The General Optical Council (GOC) has published its Registrant Workforce and Perceptions Survey 2023, which found that high numbers of optical professionals are experiencing bullying, harassment, abuse, or discrimination in the workplace.

41% of respondents to the annual survey reported having experienced harassment, bullying, or abuse at work from patients and service users, their relatives, or other members of the public in the last 12 months. 18% reported having experienced harassment, bullying, or abuse from managers, and 16% had experienced this treatment from other colleagues. Concerningly, only 29% of respondents said that they or a colleague had reported the experience.

24% of respondents to the survey said they had experienced discrimination from patients and service users, their relatives, or members of the public. The most common form of discrimination was racial (44%), followed by sex and age-based discrimination (both 32%).

Across all questions on harassment, bullying, abuse, or discrimination, respondents aged under 35 and those with a disability were significantly more likely to have experienced negative treatment in the workplace.

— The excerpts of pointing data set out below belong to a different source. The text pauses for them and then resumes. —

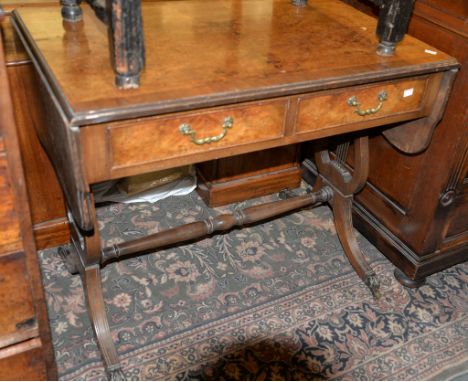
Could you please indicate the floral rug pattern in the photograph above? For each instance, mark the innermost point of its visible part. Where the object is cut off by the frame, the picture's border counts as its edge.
(276, 300)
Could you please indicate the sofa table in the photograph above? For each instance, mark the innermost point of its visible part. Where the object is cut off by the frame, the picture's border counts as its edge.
(223, 78)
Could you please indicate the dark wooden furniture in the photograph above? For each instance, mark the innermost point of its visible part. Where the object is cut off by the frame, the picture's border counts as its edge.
(415, 208)
(246, 176)
(25, 343)
(46, 202)
(126, 37)
(227, 83)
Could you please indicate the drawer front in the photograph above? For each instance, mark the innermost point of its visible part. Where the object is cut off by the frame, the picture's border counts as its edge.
(159, 138)
(17, 311)
(321, 112)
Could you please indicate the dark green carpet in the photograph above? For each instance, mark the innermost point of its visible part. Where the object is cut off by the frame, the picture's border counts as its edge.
(277, 300)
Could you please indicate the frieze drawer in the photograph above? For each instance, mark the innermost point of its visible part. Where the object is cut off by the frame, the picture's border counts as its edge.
(185, 134)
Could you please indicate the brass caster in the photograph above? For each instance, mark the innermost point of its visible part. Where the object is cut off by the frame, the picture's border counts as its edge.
(373, 284)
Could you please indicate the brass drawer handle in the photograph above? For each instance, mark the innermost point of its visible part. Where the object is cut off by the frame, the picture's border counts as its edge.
(186, 129)
(353, 102)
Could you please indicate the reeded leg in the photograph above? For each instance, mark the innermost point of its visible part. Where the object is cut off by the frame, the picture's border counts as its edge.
(342, 212)
(334, 173)
(85, 256)
(406, 281)
(97, 313)
(71, 10)
(393, 23)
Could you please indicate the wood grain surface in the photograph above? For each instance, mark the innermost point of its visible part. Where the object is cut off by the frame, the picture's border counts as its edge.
(202, 55)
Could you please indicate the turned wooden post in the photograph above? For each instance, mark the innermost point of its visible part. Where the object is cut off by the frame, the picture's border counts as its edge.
(393, 23)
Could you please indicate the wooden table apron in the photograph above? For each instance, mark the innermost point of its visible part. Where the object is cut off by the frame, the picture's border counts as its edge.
(232, 92)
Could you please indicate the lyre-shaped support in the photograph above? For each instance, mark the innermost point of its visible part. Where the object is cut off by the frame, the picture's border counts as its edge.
(334, 173)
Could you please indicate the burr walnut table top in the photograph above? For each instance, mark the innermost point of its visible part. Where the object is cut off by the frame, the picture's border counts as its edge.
(203, 53)
(281, 74)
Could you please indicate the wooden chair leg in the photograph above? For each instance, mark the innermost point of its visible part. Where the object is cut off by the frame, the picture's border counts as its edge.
(127, 42)
(342, 211)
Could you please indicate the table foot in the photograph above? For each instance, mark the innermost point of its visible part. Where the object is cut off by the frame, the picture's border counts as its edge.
(97, 313)
(386, 48)
(299, 3)
(71, 10)
(406, 281)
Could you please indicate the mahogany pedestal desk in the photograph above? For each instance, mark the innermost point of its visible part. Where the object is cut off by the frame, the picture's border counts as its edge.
(223, 78)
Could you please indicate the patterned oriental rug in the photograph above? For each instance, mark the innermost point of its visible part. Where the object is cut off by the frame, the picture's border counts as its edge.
(274, 301)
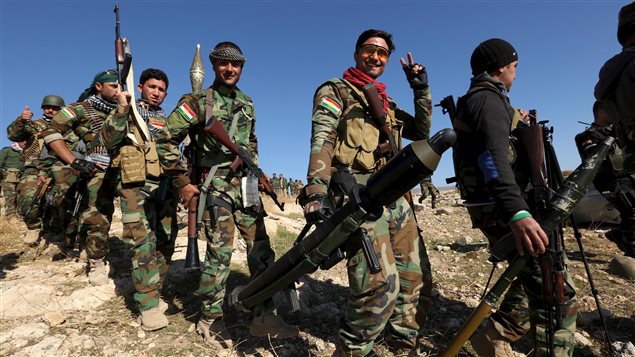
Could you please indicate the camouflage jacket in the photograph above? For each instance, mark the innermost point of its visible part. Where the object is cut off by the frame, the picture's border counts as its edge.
(343, 134)
(615, 89)
(31, 131)
(80, 118)
(482, 160)
(10, 159)
(115, 129)
(189, 118)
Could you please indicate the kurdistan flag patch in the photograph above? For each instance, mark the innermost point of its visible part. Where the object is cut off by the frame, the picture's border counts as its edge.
(69, 113)
(186, 112)
(331, 105)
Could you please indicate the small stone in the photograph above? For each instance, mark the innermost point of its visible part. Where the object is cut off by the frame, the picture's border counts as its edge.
(54, 318)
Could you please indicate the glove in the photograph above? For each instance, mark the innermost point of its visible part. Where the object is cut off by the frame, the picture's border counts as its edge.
(318, 209)
(87, 169)
(419, 80)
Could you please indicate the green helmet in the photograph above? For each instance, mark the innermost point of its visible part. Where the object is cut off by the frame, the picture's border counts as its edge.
(53, 100)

The survey also found high levels of burnout, stress, and disillusionment with about one in seven registrants thinking of leaving the profession in the next two years – repeating last year’s results.

Despite this, overall satisfaction levels among respondents have remained stable. 62% of respondents were satisfied with their role or job over the last 12 months – the same figure as in 2022. 20% felt dissatisfied, down from 21% last year.

Rewarding and interesting work, a good working environment, and a good work-life balance were key drivers for job satisfaction. Student dispensing opticians, those working in a hospital or in education/academia, and those working full time all reported higher levels of satisfaction.

The main reasons for dissatisfaction were not feeling valued, heavy workloads, and poor salaries. Workload pressures remain significant. 52% of respondents reported working beyond their hours and 37% felt unable to cope with their workload. These results are lower than in the 2022 survey (57% and 41%, respectively), but similar to the 2021 findings.

The survey was conducted by Enventure Research. 57% of its respondents were in optometrist roles, 23% in dispensing optician roles, and 20% were student optometrists or dispensing opticians.

Steve Brooker, GOC Director of Regulatory Strategy, said:

“Our public perceptions survey 2023 showed high levels of patient satisfaction and confidence in the optical professions, but, sadly, this is not matched in the experiences of our registrants.

While it is positive to see that overall job satisfaction has remained stable in the past year, the significant and largely unreported levels of bullying, harassment, and abuse in the workplace are deeply concerning. It is critical for public protection and patient care that registrants can work in supportive environments without fear of abuse.

If unhealthy workplace cultures and disillusionment are forcing registrants out of the profession, this will add to workforce shortages and ultimately frustrate the sector’s ambitions to deliver more enhanced clinical eye care services in the community.

We are reviewing our standards of practice and will carefully consider any necessary changes that would support registrants by improving workplace cultures.

This is a shared problem that needs to be met with a sector-wide coordinated effort. To this end, we will convene a meeting of sector leaders and experts to discuss these issues and plot the most effective steps in addressing them.”

The GOC already provides guidance for registrants on speaking up when patient or public safety may be at risk.